I had always thought of hospitals as sanctuaries, places
for healing the sick and wounded, comforting and easing
the days of the terminally ill. I had been in and out of
Mid-Manhattan countless times, visiting witnesses as well
as training medical personnel in the treatment of sexual
assault survivors. Its original red-brick buildings,
almost a century old, had been restored to recapture the
look of the antiquated sanitarium, and generous patrons of
more recent times had lent their family names to a handful
of granite skyscrapers that housed the latest in medical
technology and a superb teaching facility -- the Minuit
Medical College.
The familiar knots that tied and untied themselves in my
stomach whenever I received news of a senseless crime and
a sacrificed human existence took over control from the
pounding noise inside my head. I began to conjure mental
images of Dr. Dogen, and scores of questions -- about her
life and death, her career and family, her friends and
enemies -- followed each other into my mind before I could
form the words with my mouth.
"When did it happen, Mike? And how --"
"Sometime in the last fifteen to twenty hours -- I'll fill
you in when you get here. We got the call just after
midnight. Stabbed six times. Collapsed a lung, must have
hit a couple of major organs. The killer left her for
dead, soaked in blood, but she actually held on for a bit.
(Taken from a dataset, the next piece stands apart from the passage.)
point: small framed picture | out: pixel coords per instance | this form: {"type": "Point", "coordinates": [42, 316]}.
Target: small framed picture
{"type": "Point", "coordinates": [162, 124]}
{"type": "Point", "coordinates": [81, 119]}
We got her as a 'likely to die.' And she did, before we
got anywhere near the hospital."
Likely to die. An unfortunate name for a category of cases
handled by Manhattan's elite homicide squad. Victims whose
condition is so extreme when police officers reach the
crime scene that no matter what herculean efforts are
undertaken by medics and clerics, the next stop for these
bodies is undoubtedly the morgue.
Stop wasting time, I chided myself. You'll know more than
you ever wanted to know about all of this after a few
hours with Chapman and Wallace.
"I can be there in less than forty-five minutes."
I got out of bed and closed the window, raising the Duette
shade to look out from my apartment on the twentieth floor
of an Upper East Side high-rise across the city as it
began to come awake on this gray and grisly day. I have
always enjoyed the crisp chill of autumn, leading as it
does into the winter holiday season and the snowy blankets
of January and February. My favorite months are April and
May, when the city parks blossom with the green buds of
springtime and the promise of warmer days of summer. So as
I scanned the horizon and saw only a bleak and cheerless
palette, I figured that Gemma Dogen might also have
scoffed at the great poets and agreed with my personal
view that March, in fact, is the cruelest month.